Dr. Chen received her PhD in biomedical engineering from Boston University for her studies in visual neuroscience. She completed her research fellowship in Ophthalmology at Boston Children's Hospital.
Dr. Chen's current research studies three related blinding orphan eye disease: familiar exudative vitreoretinopathy (FEVR), Norrie disease and Coats' disease, all of which have lack of blood vessel growth in the retina. This poor vascularization causes low tissue oxygen which then stimulates abnormal and sight-threatening blood vessel proliferation. The goal of Dr. Chen's work is to understand the cellular and molecular pathways that regulate retinal blood vessel growth in these diseases, and identify ways to modulate these pathways to prevent and treat the diseases.
Dr. Chen has received several awards including a Juvenile Diabetes Research Foundation Postdoctoral Fellowship, a Knights Templar Eye Foundation Pediatric Ophthalmology Research Award, and a Junior Faculty Career Development Award from The Manton Center for Orphan Disease Research at Boston Children's Hospital for her work on "Regulation of Retinal Angiogenesis by Wnt Signaling."

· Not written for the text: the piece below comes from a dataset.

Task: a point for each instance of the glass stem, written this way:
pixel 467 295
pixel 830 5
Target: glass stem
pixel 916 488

Regulation of Retinal Angiogenesis by Wnt Signaling
A common fundamental problem in three related blinding orphan eye diseases, familial exudative vitreoretinopathy (FEVR), Norrie disease and Coats' disease, is a lack of blood vessel growth in the retina. This poor vascularization causes low tissue oxygen in the retina which then stimulates subsequent abnormal and sight-threatening vessel proliferation. Current ablation surgery is only partially effective in suppressing pathologic vessel growth to prevent vision loss in these diseases. A more refined approach promoting normal vascularization rather than inhibiting all vessels depends on a better understanding of the inter-related pathways involved in these diseases which share a common phenotype. Norrie disease, FEVR, and Coats' disease all have in common abnormalities of Wnt signaling pathways, a pathway fundamentally important for embryonic development. Since mutations involve Wnt receptor Frizzled4, co-receptor LRP-5 and Wnt ligand Norrin has been associated with all of these orphan diseases in human, studies in Wnt signaling is likely to lead us to the mechanism of poor retinal vascular growth and design of potential therapies to selectively promote normal vessel growth and inhibit pathological neovessels.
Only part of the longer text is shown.